TGV

Als die ersten Eisenbahnlinien gebaut wurden, war die Reisegeschwindigkeit im Zug revolutionär. So schnell war man damals unterwegs, dass besorgte Zeitgenossen anregten, man solle die Bahnstrecken mit Holzwänden abschirmen. Das könne verhindern, dass die Passagiere beim Anblick der vorbeifliegenden Landschaft den Verstand verlieren.

Victor Hugo beschrieb 1837 in einem Brief die Wahrnehmung bei seiner ersten Zugfahrt so:

“ Les fleurs du bord du champ
ne sont plus des fleurs,
ce sont des tâches
ou plutôt des raies rouges ou blanches;

plus de point,
tout devient raie;

les blés sont de grandes chevelures jaunes;
les luzernes sont de longues tresses vertes …”

Ich liebe diesen Text (dessen deutsche Übersetzung du auf der Startseite findest). Victor Hugo beschreibt, wie die Landschaften bei der immensen Geschwindigkeit zerfließen und jedes Detail verschwindet.

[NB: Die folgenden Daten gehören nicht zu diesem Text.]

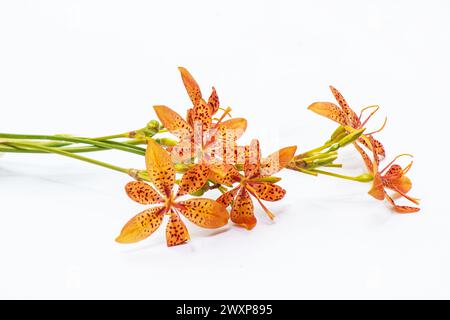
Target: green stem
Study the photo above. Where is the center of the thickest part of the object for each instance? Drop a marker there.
(71, 155)
(113, 136)
(365, 177)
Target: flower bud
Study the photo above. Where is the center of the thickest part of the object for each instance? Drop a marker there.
(351, 137)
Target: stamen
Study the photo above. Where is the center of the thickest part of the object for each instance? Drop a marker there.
(226, 112)
(407, 168)
(253, 193)
(382, 127)
(414, 200)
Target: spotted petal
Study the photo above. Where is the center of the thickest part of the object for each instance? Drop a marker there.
(252, 162)
(202, 114)
(191, 86)
(193, 179)
(142, 225)
(268, 191)
(365, 157)
(231, 130)
(203, 212)
(213, 101)
(402, 209)
(142, 193)
(228, 197)
(277, 161)
(223, 173)
(173, 122)
(176, 231)
(242, 211)
(377, 190)
(352, 118)
(159, 167)
(330, 111)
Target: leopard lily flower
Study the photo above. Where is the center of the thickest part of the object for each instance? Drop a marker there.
(202, 139)
(345, 116)
(393, 177)
(203, 212)
(253, 183)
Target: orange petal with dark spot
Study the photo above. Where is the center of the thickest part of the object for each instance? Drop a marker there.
(142, 193)
(176, 231)
(379, 149)
(352, 118)
(202, 114)
(365, 156)
(242, 211)
(173, 122)
(213, 101)
(252, 161)
(223, 173)
(142, 225)
(193, 179)
(330, 111)
(204, 212)
(277, 161)
(402, 209)
(159, 167)
(231, 130)
(268, 191)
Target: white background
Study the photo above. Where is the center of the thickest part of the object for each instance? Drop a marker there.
(97, 67)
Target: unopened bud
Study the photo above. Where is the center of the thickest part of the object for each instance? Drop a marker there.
(351, 137)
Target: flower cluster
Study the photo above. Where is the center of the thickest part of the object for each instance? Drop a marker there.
(208, 156)
(203, 153)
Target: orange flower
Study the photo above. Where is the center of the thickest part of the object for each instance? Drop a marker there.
(206, 213)
(200, 138)
(395, 180)
(345, 116)
(253, 183)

Nur zur Orientierung, die Züge zu dieser Zeit waren wohl kaum schneller als 30 km/h.

Heute sind wir viel höhere Geschwindigkeiten gewöhnt, aber bei meiner ersten Fahrt im französischen Hochgeschwindigkeitszug TGV konnte ich genau sehen, was Hugo beschreibt. Zwischen Straßburg, Paris und Lyon habe ich in den Jahren 2009 und 2010 das „leere Land“ dokumentiert, in dem es keinen Punkt mehr gibt und alles zu Streifen wird.